Modelling everything as a task. Tasks carry the overhead of a saved resource: they need to be created, managed, and cleaned up. A genuinely one-off completion does not need a task. Reach for /conversation/dispatch first.
Modelling event-driven work as a task that polls. If the trigger is an external event, a trigger integration is the direct fit. A task that polls an external system and runs when something has changed is a workaround for not having modelled the event source as a trigger.
Calling /integration/trigger/{id}/invoke in production traffic. invoke exists for testing and manual execution. Production traffic should go through /event so payloads land where the integration expects them. Using invoke in production loses the event payload entirely.
Forgetting that dispatch does not return the result synchronously.
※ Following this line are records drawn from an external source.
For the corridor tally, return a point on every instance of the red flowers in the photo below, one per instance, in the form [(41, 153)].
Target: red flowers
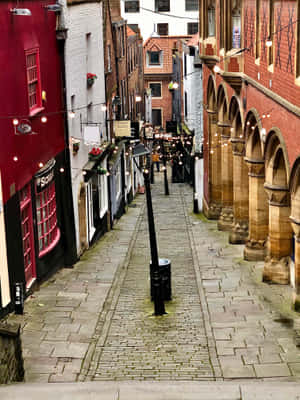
[(95, 151)]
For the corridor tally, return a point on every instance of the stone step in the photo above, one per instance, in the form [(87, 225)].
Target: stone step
[(183, 390)]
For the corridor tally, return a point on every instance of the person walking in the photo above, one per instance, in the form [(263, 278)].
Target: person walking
[(155, 160)]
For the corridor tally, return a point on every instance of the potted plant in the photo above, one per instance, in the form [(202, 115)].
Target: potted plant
[(95, 154), (90, 79)]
Code that calls dispatch and immediately tries to read a reply from the response will get a channelId and nothing else. If you need the reply in-band, use complete, not dispatch.
Summary
The conversation API exposes five completion shapes that cover the combinations of stateless vs stateful and synchronous vs background. Most chat UIs land on /conversation/{id}/complete. Stateless integrations land on /conversation/complete. The send and receive split is for the cases where you need to interpose logic between recording a user message and producing the agent reply. dispatch is the background variant, with the result delivered later through a channel subscription or through the conversation history.
Alongside those, two other endpoints cover the cases where a completion is part of a larger configured resource: /task/{id}/trigger for saved, schedulable agent jobs, and /integration/trigger/{id}/invoke for event-driven trigger integrations that you want to fire manually. They are not alternatives to dispatch - they are the on-demand entry points for two different kinds of long-lived resource.
The right endpoint is the one whose shape matches the work. A one-off completion is a dispatch or a complete. A named, scheduled, repeatable job is a task. An event-driven webhook handler is a trigger integration. Pick the resource type first, and the endpoint follows.